La pandémie de COVID-19 pourrait-elle contribuer à une augmentation de la prévalence de l’autisme ?

Les scientifiques étudient cette possibilité. En attendant, “si une femme en âge de procréer envisage d’avoir un enfant, elle devrait profiter des vaccins sûrs disponibles”, a déclaré Coe. Si une personne est préoccupée par la prise de vaccins COVID-19 pendant la grossesse, “alors se faire vacciner avant de concevoir, bien que des études indiquent que les vaccins Moderna et Pfizer peuvent être pris en toute sécurité pendant la grossesse”.

Bien que l’infection au COVID-19 pendant la grossesse ne se soit pas avérée aussi délétère pour le développement du cerveau du fœtus qu’on le craignait initialement, “si une femme non vaccinée tombe suffisamment malade pour nécessiter d’aller aux soins intensifs et d’être sous ventilateur, ce n’est évidemment pas un bon résultat pour soit elle, soit son bébé », dit Coe.
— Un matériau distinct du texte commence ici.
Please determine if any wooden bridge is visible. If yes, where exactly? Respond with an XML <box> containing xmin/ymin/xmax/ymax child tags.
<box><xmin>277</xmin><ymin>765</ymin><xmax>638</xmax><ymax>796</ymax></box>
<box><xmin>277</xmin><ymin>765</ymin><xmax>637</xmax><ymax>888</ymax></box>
Le COVID-19 sévère est associé à un risque accru de complications de la grossesse telles que l’accouchement prématuré, qui sont à leur tour liées à une plus grande probabilité qu’un enfant soit autiste.

Dans quelle mesure les parents devraient-ils s’inquiéter des effets potentiels de l’infection pendant la grossesse ?

La grande majorité des grossesses semblent résister aux impacts perturbateurs de l’infection maternelle et de la réponse immunitaire qui en résulte, dit Bauman. “Cependant, pour un sous-ensemble de femmes, l’exposition à l’infection semble augmenter le risque de développement neurologique fœtal altéré”, ajoute-t-elle. « Nous devons mieux comprendre quelles grossesses sont les plus vulnérables, afin de fournir des lignes directrices fondées sur des données probantes pour la gestion des infections pendant la grossesse.

En fin de compte, il est important d’enquêter sur tout lien entre l’infection maternelle et l’autisme “parce que l’infection est modifiable”, déclare Lee. “Si, et c’est un très grand si, nous étions en mesure d’identifier des agents infectieux spécifiques qui ont entraîné un développement neurologique indésirable – par exemple, une infection maternelle par la rubéole ou Zika – nous pourrions être en mesure d’intervenir sur cette infection spécifique pour réduire le risque fœtal.”